SNAP is a topical datamart. This means, SNAP is designed for business data at the detailed level – ad impressions, general ledger, sales, payables, travel and expense etc in the form of SNAP Qubes, a logical business process centric view with rich metadata on your business data.
SNAP Qubes can run into hundreds of terabytes and still provide lightning fast query response times.
We call them “Qubes” to differentiate from the old OLAP summary Cubes which are pre-aggregated datasets. Unlike old OLAP, SNAP Qubes are rich logical lenses into business data, backed by a multi-dimensional file format optimized for sub-second queries.
OLAP is a powerful technology that has served complex B.I needs for decades. SNAP Qubes are multi-dimensional like the OLAP cubes with the downside of OLAP pre-aggregation eliminated.
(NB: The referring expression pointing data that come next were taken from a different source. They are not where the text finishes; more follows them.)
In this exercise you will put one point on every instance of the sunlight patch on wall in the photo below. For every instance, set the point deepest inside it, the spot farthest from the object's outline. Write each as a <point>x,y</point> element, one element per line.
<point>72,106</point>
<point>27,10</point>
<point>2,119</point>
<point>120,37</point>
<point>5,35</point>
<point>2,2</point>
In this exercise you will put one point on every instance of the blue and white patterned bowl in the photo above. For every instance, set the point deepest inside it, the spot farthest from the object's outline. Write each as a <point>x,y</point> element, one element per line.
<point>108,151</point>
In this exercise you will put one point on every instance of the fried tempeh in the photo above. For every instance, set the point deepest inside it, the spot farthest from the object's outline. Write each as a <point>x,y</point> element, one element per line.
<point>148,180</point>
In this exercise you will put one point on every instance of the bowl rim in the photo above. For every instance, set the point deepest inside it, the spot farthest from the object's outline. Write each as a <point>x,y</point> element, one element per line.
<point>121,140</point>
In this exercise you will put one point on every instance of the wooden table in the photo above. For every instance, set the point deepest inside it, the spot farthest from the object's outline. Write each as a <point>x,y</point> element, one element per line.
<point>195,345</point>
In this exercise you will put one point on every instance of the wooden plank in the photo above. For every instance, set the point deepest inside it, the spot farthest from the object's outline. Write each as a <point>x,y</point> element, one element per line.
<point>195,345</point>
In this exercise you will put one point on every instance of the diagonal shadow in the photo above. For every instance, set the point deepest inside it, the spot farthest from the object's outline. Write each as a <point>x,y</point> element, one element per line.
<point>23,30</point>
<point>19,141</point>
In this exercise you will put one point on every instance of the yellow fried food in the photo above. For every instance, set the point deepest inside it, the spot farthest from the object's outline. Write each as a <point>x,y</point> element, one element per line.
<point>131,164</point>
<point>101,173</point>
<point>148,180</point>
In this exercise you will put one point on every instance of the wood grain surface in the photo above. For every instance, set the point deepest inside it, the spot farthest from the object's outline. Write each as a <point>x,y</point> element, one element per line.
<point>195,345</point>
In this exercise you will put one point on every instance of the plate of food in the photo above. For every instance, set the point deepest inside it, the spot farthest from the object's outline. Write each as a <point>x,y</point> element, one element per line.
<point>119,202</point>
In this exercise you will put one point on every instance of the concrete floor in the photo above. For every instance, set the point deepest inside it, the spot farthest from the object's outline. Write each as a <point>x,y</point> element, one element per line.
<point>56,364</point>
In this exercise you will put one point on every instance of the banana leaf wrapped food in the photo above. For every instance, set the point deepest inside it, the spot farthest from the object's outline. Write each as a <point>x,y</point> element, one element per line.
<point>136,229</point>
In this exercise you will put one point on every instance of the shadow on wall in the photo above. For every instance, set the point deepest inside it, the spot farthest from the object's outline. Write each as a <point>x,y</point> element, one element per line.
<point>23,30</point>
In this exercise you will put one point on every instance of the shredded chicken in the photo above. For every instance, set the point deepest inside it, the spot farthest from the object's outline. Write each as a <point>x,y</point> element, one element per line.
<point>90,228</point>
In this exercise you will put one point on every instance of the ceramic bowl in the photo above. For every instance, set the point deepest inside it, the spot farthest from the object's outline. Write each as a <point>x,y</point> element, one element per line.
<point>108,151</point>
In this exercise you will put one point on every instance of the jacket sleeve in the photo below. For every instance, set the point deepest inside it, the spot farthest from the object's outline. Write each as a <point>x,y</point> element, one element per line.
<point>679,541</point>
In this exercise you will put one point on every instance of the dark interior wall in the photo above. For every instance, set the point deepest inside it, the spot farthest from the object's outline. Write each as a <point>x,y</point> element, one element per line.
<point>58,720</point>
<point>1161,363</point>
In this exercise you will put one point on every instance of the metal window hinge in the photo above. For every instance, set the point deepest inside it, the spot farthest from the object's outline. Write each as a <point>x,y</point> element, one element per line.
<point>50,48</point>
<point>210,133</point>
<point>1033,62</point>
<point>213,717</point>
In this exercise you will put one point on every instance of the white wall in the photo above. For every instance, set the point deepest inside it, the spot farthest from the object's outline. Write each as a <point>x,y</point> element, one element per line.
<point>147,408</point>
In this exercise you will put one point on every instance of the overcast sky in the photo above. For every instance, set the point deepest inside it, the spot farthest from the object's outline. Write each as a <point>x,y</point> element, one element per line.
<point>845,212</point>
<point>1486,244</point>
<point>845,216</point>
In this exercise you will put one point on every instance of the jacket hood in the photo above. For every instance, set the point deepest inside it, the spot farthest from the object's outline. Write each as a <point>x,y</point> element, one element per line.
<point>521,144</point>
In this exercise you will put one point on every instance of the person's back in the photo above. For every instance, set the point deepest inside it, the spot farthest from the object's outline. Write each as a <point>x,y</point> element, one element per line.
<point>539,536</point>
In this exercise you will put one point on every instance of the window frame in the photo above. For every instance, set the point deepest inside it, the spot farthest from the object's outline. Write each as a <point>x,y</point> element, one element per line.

Further SNAP Qubes are in-memory data + indexes and are designed to work with modern distributed computing frameworks.
SNAP is “Apache Spark native”. SNAP is deployed on an Apache Spark cluster.
SNAP and SQL Joins/Star Schema
Traditional datawarehouses have Facts and Lookup(Dimension) tables. A typical analysis involves joining multiple tables for an analysis. Joins are expensive. SNAP’s unique architecture allows analysts to express their SQL as joins, but behind the scenes the joins are eliminated.
SNAP’s logical datamart and Qubes include a metadata layer that captures business information about each topic – dimension, metrics, hierarchies and calculations, so they can all be reused across B.I and A.I workloads.